What is Tunnel Diode?

A tunnel diode is a diode that exhibits a negative differential impedance region in its I-V characteristic due to quantum tunneling effects. That is, a -sloped region as shown by red colored region in the figure below.



It’s a diode, a kind of semiconductor device usually with two terminals. Unlike a regular pn diode, Tunnel Diode conducts both ways. This is due to a peculiarity of the manufacturing process in which the impurity i.e. dopant concentration is intentionally high, that the semiconductor becomes a bit more like a conductor having small resistance.



Semiconductors are the only materials that exhibit this weird behavior. If we add impurities in a metal, it won’t significantly alter its resistance.


Heavy doping in Tunnel Diode is intentional, because it alters the energy levels in the semiconductor.
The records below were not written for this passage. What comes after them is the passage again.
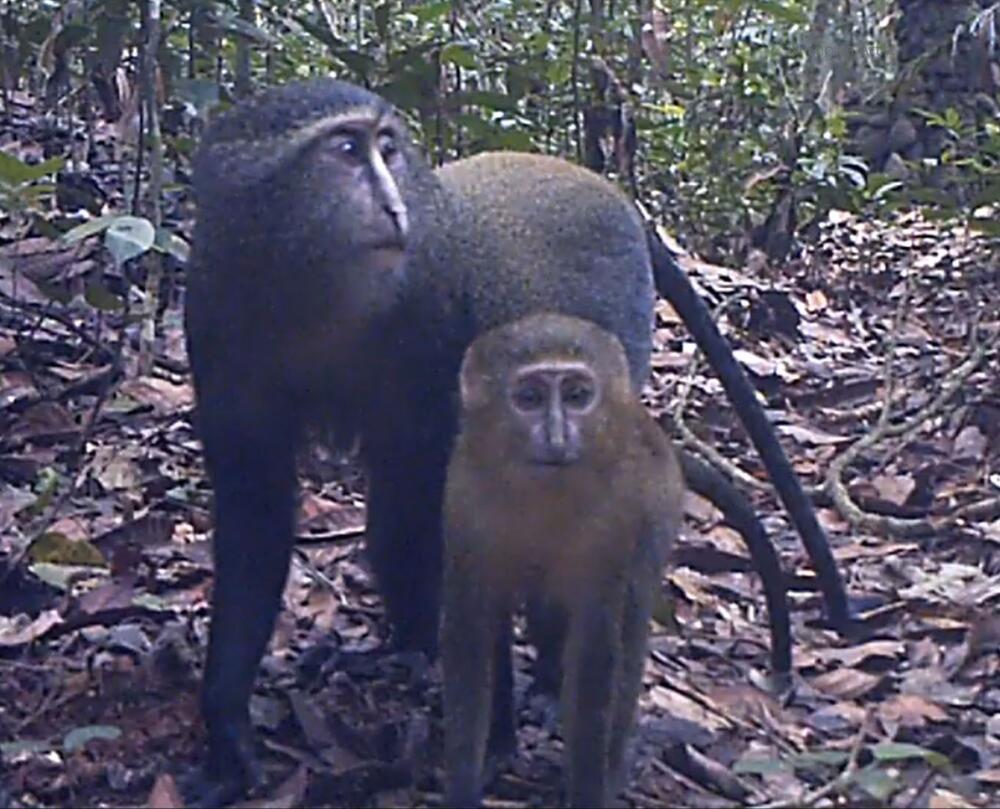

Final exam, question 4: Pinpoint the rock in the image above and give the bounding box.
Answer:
[882,152,910,180]
[855,126,888,165]
[887,115,917,152]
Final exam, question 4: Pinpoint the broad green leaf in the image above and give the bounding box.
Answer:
[854,766,899,803]
[104,216,156,267]
[872,742,951,769]
[0,152,66,185]
[63,725,122,753]
[173,79,219,114]
[28,531,108,567]
[755,0,809,25]
[28,562,105,591]
[733,756,792,775]
[441,42,476,68]
[0,739,52,761]
[407,0,452,23]
[62,213,119,244]
[792,750,848,769]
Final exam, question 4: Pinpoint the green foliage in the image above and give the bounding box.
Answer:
[0,151,66,221]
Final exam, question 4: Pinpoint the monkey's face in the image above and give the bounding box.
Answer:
[299,110,410,272]
[507,362,601,466]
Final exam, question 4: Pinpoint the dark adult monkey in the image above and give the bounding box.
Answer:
[186,80,820,804]
[441,314,684,807]
[186,81,450,805]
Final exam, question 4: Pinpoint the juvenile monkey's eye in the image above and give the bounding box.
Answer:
[560,379,594,410]
[511,382,545,412]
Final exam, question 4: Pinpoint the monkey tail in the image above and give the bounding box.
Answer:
[677,452,792,689]
[646,220,853,635]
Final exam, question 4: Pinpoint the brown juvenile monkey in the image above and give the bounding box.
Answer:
[441,314,684,807]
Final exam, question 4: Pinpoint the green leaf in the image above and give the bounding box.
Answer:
[733,756,792,775]
[441,42,476,68]
[28,562,103,592]
[83,279,125,312]
[791,750,848,770]
[372,3,389,42]
[854,767,899,803]
[173,79,219,115]
[756,0,809,25]
[104,216,156,267]
[407,0,451,23]
[28,531,108,567]
[872,742,951,769]
[0,152,66,185]
[153,228,191,264]
[0,739,52,761]
[969,177,1000,210]
[969,218,1000,236]
[63,725,122,753]
[62,213,118,244]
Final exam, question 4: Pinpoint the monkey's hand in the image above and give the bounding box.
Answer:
[181,724,262,807]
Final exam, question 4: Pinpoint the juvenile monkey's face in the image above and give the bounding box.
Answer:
[507,362,601,466]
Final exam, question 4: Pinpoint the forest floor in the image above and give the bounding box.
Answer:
[0,91,1000,807]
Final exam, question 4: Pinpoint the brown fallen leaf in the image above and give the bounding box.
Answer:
[876,694,948,728]
[146,773,184,809]
[0,610,63,647]
[810,668,882,699]
[817,640,906,668]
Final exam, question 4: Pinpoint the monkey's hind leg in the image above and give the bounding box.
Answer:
[608,581,652,798]
[441,560,504,809]
[366,436,446,659]
[561,588,622,807]
[486,608,517,770]
[184,408,296,806]
[526,596,568,699]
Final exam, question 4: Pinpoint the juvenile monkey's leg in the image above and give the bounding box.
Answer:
[608,582,652,798]
[366,432,446,657]
[527,596,568,698]
[562,588,623,807]
[487,606,517,764]
[441,559,510,807]
[189,396,297,805]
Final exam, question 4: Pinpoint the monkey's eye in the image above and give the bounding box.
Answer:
[378,132,399,160]
[511,382,545,413]
[330,132,364,160]
[560,379,594,410]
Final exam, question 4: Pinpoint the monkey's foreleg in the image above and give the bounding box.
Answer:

This allows such that the engineered gap between the p and n material types to be much larger than normal.



The above effect makes it very convenient for electrons to move and they are not allowed to jump from the lower energy level to the higher energy just like that; what happens here is quantum tunnelling, an effect where modern physics shows that electrons teleport through thin wall as shown in figure below.



Therefore in short,

Tunnel diode is a highly doped semiconductor device and is used mainly for low voltage high frequency switching applications. It works on the principle of Tunneling effect. It is also called as Esaki diode named after Leo Esaki, who in 1973 received the Nobel Prize in Physics for discovering the electron tunneling effect used in these diodes.